If you find this modification interesting, please contact us! We will be more than happy to make contributions to the DaCapo community.

Steve Blackburn · Answer 1 · Thu Apr 04 2024 08:46:35 GMT+0800 (China Standard Time)

Thanks for raising this.

1. The off-by-one error on L163 looks wrong. Thank you. I will investigate.

2. Aside from that off-by-one error you spotted, I think the metered latency is working as expected.

Maybe use a centralized global counter for all worker threads instead of deciding their request number before the test starts.

The code you're referring to is TPCC, which is an industry-standard benchmark. I agree that that behavior means that there will be fall off in throughput toward the end of the run as the number of threads. However: a) TPCC is a standard workload, so I would rather not deviate from it in some non-standard way, b) the effect you're concerned with shrinks as the execution time of the workload increases (which you can do by using huge or large workload sizes).

3. Can you please create a separate issue for your proposal to extend h2? It is unrelated. It's best to use a separate github issue for each separate concern.

Thanks again for raising this.

Steve Blackburn · Answer 2 · Thu Apr 18 2024 12:38:07 GMT+0800 (China Standard Time)

I fixed the calculation of metered latency in #267.

This very minor change adjusted the period over which synthetic starts are calculated, which will have negligible observable effect in the reported metered latency.
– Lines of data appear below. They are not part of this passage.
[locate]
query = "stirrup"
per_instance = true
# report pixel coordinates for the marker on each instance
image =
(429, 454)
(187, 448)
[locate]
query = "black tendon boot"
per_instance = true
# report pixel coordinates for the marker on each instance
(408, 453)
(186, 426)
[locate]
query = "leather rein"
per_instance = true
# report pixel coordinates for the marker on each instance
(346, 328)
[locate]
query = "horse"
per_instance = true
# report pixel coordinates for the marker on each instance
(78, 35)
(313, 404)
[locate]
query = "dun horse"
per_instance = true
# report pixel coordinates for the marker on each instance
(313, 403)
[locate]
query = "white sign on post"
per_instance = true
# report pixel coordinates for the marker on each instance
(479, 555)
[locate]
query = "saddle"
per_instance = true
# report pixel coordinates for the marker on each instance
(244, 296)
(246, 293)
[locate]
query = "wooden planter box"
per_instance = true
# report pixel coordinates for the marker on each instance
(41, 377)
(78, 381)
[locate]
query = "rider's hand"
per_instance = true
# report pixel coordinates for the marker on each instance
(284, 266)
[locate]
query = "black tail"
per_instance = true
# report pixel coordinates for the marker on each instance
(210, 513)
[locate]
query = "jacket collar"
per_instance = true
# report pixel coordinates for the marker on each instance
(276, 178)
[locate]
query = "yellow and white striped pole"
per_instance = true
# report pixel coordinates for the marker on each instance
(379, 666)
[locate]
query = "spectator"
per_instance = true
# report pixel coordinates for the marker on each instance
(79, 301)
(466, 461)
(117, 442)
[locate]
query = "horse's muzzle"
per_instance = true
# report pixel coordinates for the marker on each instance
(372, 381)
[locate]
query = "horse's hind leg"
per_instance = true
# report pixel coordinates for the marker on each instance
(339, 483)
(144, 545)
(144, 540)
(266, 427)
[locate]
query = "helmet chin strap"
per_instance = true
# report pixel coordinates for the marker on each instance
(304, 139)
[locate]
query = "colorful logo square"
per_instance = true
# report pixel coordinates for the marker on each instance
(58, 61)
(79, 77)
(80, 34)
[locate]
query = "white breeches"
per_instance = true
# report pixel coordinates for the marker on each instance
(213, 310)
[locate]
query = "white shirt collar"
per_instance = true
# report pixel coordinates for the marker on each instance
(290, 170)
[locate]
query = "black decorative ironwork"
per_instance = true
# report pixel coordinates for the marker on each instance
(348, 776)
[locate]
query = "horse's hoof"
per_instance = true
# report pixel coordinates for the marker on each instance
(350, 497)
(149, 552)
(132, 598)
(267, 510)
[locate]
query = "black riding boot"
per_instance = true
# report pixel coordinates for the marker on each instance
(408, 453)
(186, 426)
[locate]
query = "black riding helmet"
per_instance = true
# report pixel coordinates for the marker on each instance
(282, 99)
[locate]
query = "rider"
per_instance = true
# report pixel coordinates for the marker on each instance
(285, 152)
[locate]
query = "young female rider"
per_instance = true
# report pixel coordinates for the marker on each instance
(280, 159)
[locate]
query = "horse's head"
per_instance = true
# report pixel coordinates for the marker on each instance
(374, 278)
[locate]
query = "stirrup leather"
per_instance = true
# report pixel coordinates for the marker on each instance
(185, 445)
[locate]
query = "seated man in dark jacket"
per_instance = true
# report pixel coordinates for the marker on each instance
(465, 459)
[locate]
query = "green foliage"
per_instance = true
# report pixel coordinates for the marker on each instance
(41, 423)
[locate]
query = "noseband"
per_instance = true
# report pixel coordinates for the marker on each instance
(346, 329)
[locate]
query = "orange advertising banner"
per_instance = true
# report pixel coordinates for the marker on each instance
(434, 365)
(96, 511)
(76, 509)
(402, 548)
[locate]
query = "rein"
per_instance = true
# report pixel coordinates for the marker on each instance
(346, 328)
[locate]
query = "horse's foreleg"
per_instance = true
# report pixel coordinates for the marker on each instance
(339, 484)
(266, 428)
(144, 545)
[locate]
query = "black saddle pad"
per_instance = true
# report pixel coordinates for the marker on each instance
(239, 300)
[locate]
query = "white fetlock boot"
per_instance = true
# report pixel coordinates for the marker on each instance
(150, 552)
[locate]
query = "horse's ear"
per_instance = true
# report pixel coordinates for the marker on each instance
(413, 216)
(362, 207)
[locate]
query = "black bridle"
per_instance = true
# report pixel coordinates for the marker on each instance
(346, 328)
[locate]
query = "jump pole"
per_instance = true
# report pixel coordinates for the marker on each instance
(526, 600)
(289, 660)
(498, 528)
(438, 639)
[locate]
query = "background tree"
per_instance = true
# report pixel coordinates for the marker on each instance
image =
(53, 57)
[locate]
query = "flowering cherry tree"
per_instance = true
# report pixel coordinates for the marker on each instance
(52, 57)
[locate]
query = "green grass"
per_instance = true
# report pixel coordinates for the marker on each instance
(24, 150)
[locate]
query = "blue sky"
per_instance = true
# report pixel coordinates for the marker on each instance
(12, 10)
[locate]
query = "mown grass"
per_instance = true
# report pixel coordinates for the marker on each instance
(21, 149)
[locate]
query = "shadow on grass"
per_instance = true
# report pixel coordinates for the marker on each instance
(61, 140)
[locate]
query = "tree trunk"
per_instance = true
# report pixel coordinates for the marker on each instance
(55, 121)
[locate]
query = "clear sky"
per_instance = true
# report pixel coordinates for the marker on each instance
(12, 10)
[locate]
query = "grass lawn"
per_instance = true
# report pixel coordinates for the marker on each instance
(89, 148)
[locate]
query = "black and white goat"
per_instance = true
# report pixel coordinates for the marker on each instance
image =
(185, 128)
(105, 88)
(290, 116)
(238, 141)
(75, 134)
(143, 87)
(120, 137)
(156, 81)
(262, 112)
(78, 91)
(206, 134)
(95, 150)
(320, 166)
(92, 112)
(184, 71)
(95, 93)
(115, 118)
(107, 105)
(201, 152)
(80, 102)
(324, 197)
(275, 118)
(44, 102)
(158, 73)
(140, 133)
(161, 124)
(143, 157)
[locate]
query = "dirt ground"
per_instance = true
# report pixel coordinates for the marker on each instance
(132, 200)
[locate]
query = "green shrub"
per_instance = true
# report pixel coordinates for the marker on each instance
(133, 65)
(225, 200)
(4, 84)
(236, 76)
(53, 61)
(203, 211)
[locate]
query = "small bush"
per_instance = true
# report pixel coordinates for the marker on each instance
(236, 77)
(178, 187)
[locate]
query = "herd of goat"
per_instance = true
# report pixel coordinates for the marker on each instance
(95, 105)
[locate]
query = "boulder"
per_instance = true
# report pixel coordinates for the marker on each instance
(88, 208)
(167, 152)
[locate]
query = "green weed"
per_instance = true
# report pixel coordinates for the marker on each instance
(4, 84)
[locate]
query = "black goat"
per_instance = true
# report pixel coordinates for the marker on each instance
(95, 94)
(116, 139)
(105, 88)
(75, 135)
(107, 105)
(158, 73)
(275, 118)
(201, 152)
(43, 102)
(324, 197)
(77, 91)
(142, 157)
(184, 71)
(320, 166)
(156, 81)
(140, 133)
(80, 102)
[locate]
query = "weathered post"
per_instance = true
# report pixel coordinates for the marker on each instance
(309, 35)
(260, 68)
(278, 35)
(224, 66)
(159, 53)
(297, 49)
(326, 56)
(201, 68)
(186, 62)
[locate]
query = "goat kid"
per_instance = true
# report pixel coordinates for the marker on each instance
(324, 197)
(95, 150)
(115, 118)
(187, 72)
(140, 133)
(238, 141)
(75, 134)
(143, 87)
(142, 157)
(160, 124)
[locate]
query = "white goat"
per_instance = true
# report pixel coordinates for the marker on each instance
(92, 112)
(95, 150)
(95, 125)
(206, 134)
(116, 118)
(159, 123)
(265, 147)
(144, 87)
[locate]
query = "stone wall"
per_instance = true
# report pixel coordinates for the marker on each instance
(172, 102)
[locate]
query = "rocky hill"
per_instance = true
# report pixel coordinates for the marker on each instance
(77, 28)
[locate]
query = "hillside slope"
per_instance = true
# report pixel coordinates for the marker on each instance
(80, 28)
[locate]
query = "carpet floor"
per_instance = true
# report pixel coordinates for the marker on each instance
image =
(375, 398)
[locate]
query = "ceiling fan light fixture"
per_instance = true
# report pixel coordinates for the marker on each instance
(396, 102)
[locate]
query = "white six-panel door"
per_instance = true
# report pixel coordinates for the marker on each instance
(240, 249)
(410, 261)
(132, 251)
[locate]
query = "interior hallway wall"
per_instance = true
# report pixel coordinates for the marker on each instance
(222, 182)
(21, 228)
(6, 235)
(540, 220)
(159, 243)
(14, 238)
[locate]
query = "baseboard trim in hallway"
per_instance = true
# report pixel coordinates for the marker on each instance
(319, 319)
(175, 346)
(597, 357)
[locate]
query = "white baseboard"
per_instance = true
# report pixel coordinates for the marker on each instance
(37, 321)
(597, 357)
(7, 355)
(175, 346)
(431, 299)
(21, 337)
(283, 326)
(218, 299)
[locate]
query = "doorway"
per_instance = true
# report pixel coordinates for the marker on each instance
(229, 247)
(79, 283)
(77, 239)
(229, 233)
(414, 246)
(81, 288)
As far as I am aware the implementation of metered latency is now correct and behaving as intended.

Steve Blackburn · Answer 3 · Thu Apr 18 2024 13:27:10 GMT+0800 (China Standard Time)

I have looked further into your questions about TPC-C.
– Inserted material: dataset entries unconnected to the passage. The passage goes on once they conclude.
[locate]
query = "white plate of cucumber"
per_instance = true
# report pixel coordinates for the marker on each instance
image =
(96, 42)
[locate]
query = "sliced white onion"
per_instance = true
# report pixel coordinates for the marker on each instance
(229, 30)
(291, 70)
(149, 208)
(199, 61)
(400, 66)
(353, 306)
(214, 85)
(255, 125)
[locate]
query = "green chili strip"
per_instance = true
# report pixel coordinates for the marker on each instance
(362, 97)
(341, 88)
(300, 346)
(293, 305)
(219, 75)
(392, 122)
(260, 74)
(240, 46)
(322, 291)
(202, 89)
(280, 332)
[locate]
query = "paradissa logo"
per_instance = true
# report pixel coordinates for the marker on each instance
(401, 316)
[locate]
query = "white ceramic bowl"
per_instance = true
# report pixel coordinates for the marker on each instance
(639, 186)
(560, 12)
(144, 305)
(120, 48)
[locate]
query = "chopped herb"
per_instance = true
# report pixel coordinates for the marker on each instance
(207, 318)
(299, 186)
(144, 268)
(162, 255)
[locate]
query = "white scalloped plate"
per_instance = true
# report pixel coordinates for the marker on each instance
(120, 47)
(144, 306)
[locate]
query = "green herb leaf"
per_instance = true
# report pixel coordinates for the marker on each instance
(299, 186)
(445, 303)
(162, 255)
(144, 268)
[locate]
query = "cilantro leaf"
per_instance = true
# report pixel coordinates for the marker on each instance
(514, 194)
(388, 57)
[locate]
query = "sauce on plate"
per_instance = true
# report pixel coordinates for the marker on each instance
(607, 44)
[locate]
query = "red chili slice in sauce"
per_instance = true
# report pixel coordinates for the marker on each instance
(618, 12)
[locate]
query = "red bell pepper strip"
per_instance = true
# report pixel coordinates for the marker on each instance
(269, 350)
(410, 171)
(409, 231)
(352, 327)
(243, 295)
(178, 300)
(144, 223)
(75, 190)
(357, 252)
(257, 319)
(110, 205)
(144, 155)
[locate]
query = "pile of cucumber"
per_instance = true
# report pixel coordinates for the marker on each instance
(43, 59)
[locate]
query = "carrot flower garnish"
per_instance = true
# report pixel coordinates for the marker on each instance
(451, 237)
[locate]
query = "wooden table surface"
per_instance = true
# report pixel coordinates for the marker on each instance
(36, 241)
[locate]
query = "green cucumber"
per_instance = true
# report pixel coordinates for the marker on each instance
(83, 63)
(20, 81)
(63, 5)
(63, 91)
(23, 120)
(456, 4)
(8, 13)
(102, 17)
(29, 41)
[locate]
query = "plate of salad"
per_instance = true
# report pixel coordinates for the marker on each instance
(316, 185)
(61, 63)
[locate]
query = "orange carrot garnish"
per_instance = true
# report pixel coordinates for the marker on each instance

The TPC-C spec models separate "terminals", each of which will execute a particular workload independently, following a prescribed probability of executing various operations over the shared database. The existing implementation which fixes the terminal workloads prior to the benchmark starting is consistent with the specification. This will result in different 'terminals' (workers) finishing at different times based on exactly which work they perform and various other factors such as scheduling etc. This is expected behavior.
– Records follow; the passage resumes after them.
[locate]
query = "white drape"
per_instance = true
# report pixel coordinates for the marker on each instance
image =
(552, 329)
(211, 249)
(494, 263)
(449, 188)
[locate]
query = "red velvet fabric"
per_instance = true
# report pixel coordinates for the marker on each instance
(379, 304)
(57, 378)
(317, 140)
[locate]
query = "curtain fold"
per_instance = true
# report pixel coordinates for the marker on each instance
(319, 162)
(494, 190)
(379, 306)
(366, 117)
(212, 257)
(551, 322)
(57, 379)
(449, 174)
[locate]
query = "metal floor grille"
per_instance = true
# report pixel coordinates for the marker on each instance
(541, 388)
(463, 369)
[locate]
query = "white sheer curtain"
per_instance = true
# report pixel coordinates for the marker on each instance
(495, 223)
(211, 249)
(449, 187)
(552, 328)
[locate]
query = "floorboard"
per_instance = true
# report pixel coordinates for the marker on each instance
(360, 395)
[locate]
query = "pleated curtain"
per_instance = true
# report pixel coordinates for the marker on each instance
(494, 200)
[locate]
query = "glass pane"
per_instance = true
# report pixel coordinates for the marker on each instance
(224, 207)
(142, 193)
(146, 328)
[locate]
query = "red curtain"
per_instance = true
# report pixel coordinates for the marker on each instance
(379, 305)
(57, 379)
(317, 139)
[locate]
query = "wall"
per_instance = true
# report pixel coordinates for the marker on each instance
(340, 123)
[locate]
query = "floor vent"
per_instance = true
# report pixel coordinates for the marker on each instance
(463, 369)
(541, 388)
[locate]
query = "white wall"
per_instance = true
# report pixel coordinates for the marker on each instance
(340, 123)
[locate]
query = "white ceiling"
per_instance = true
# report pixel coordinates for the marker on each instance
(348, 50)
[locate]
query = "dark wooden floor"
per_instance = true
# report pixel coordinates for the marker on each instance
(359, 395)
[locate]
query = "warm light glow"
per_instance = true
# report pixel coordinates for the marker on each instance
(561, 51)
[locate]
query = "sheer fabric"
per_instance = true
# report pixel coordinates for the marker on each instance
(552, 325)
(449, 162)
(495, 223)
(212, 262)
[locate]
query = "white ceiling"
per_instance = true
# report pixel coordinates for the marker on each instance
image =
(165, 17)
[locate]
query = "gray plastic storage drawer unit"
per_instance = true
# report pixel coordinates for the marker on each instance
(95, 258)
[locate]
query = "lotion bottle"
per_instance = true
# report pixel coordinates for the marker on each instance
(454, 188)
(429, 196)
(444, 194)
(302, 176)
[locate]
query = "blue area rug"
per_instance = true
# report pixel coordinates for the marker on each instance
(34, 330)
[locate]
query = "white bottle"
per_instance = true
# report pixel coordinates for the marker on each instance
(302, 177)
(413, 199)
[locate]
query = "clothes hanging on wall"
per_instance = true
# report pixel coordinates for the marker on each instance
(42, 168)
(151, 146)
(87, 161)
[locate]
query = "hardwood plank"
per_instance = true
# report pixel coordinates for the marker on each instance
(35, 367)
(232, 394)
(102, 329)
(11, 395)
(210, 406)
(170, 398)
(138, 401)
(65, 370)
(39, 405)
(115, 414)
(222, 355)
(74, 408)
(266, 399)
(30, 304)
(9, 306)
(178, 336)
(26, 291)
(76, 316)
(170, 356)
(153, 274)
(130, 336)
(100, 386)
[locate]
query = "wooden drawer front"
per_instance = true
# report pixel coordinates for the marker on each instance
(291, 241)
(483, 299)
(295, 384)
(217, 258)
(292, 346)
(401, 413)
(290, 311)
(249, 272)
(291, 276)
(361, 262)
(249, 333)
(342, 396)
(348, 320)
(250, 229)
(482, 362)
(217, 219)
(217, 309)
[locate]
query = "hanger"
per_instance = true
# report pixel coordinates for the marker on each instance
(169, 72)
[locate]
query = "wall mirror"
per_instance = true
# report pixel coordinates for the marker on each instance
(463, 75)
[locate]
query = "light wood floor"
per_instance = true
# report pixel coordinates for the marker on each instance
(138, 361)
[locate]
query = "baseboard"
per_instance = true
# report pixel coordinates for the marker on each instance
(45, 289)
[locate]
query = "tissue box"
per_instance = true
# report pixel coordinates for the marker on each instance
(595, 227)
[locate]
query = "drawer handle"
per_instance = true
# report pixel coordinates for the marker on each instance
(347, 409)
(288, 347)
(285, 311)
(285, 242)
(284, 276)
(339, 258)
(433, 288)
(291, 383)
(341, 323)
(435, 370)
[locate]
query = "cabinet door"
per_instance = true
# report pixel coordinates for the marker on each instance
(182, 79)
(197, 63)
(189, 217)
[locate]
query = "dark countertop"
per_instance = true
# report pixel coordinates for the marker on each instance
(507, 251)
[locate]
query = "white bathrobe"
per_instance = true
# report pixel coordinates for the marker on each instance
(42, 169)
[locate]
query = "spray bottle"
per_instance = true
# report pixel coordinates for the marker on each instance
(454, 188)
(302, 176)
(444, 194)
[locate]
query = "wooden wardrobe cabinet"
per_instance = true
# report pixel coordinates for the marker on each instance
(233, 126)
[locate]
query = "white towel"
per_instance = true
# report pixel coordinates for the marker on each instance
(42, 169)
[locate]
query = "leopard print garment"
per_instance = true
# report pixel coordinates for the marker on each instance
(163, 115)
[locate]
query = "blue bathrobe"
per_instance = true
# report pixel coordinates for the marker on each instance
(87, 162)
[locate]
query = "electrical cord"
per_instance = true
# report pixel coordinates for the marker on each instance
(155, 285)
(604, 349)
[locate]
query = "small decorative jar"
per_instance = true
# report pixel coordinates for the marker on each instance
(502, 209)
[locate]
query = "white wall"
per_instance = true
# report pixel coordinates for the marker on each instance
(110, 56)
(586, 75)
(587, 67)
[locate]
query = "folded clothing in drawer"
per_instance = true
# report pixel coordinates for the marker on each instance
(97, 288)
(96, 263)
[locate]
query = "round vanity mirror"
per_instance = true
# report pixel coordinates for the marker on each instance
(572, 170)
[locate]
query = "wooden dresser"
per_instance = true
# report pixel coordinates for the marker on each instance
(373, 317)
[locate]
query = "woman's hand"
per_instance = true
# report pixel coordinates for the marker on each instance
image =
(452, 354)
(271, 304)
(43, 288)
The problem that you highlight is that different workers finish at different times.

This is generally true for the parallelization of any workload. Even if work were globally issued (as you suggest), different threads will finish at different times according to other factors including operating system scheduling, the relative time taken to complete the randomly assigned work items, etc. Thus the problem you observe is one that will always exist to different extents and is unsurprising. The simple mitigation is simply to run the workload longer so that the impact of the problem is amortized.

In the case of h2 the simple and metered latencies become very similar (or even identical) on later iterations and/or with larger heaps since the memory profile of the workload means that once warmed up it may perform very little (or even zero) garbage collection work in a given iteration.

For the above reasons, I do not plan to change the implementation of TPC-C in the h2 benchmark.

As mentioned earlier, if you have a separate proposal to throttle h2, please make this proposal in a separate issue.